If it believes the other side has acted in bad faith, it can withdraw from the agreement unilaterally. Either side can end the agreement with 60-days written notice. A Trump tweet will be the perennial wild card.
This procedure looks rickety. It has the feel of an effort by the Chinese negotiators to insert as much process into disputes resolution as possible short of denying the Trump administration the ability to restore tariffs unilaterally if the US president takes it into his mind that China is no longer adhering to the agreement. If he can say he can do that, he probably does not care too much about the rest of the details.
The mechanism may get to November this year unscathed. However, it would be a bold Bystander who would bet on it getting through another four years after that, especially if the incumbent US president is re-elected to office.
As has been noted here and widely elsewhere, phase one tackles a limited range of the issues at dispute between the Trump administration and Beijing. Unresolved and probably intractable fundamental differences over China’s state-led economic model, including government support for Chinese enterprises, indigenous technology development under Made in China 2025 and cyber theft, are deferred to Phase Two.
That will start, Trump says, as soon as he visits Beijing soon.
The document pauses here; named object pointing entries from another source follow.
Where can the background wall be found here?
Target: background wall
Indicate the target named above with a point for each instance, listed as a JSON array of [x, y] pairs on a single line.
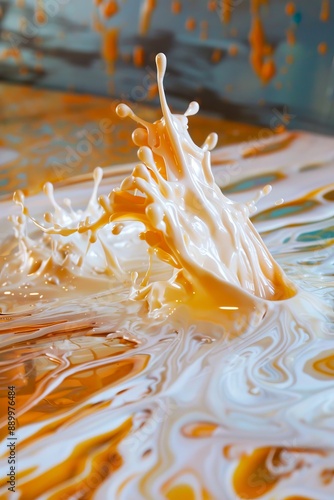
[[265, 61]]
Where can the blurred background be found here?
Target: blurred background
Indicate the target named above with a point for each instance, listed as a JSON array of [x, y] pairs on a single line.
[[268, 63]]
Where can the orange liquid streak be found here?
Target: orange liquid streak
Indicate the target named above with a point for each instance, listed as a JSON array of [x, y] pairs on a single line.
[[204, 30], [290, 9], [212, 5], [176, 7], [203, 429], [322, 48], [216, 56], [110, 48], [226, 12], [75, 464], [190, 24], [110, 9], [139, 56], [291, 36], [146, 15], [263, 67], [325, 366], [325, 11]]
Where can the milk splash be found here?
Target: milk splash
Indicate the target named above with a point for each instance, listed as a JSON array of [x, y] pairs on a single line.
[[220, 266], [141, 390]]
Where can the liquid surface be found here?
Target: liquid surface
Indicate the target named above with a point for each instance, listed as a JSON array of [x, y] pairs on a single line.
[[127, 398]]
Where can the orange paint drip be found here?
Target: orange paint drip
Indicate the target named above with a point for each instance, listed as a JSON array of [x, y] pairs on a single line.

However, it is unclear when substantive negotiations will start and even less so when they will conclude, if ever. China is in no hurry on either front.
It may be that the only way forward will be small, issue-specific settlements. It remains hard to envision a comprehensive phase two acceptable to the United States that would not undermine the Party’s monopoly grip on power, equally unacceptable on the other side.
Meanwhile, one way we shall amuse ourselves is by filling in the blank order grid in the agreement (see screenshot above) for the $200 billion of additional US imports China promises to buy this year and next over and above the baseline level of 2017’s imports, the last year before the tariff wars.
We have the high-level numbers for the four categories, manufactures, energy, agriculture and services, but no details. These are being kept secret to avoid price and supply distortions in the market, it is said. We suspect there is still work being done on the final numbers down in the bowels of the international trade categorisation system at the six-digit level, and on China’s capacity to absorb such an increase in imports over that relatively short time.
One question the text of the deal has answered, however, is on how the agricultural imports numbers will be got to add up to their targets. The answer is that ethanol purchases will count under agriculture. US ethanol is produced from corn.
China, too, converts some of its corn stockpiles into the fuel. Like their US counterparts, Chinese farmers will now have to start making calculations about how much acreage to plant in the light of the import targets and how much to devote to soy in the face of falling demand for soy meal for hog feed because of the African swine fever epidemic. Such are the real calculations of trade wars.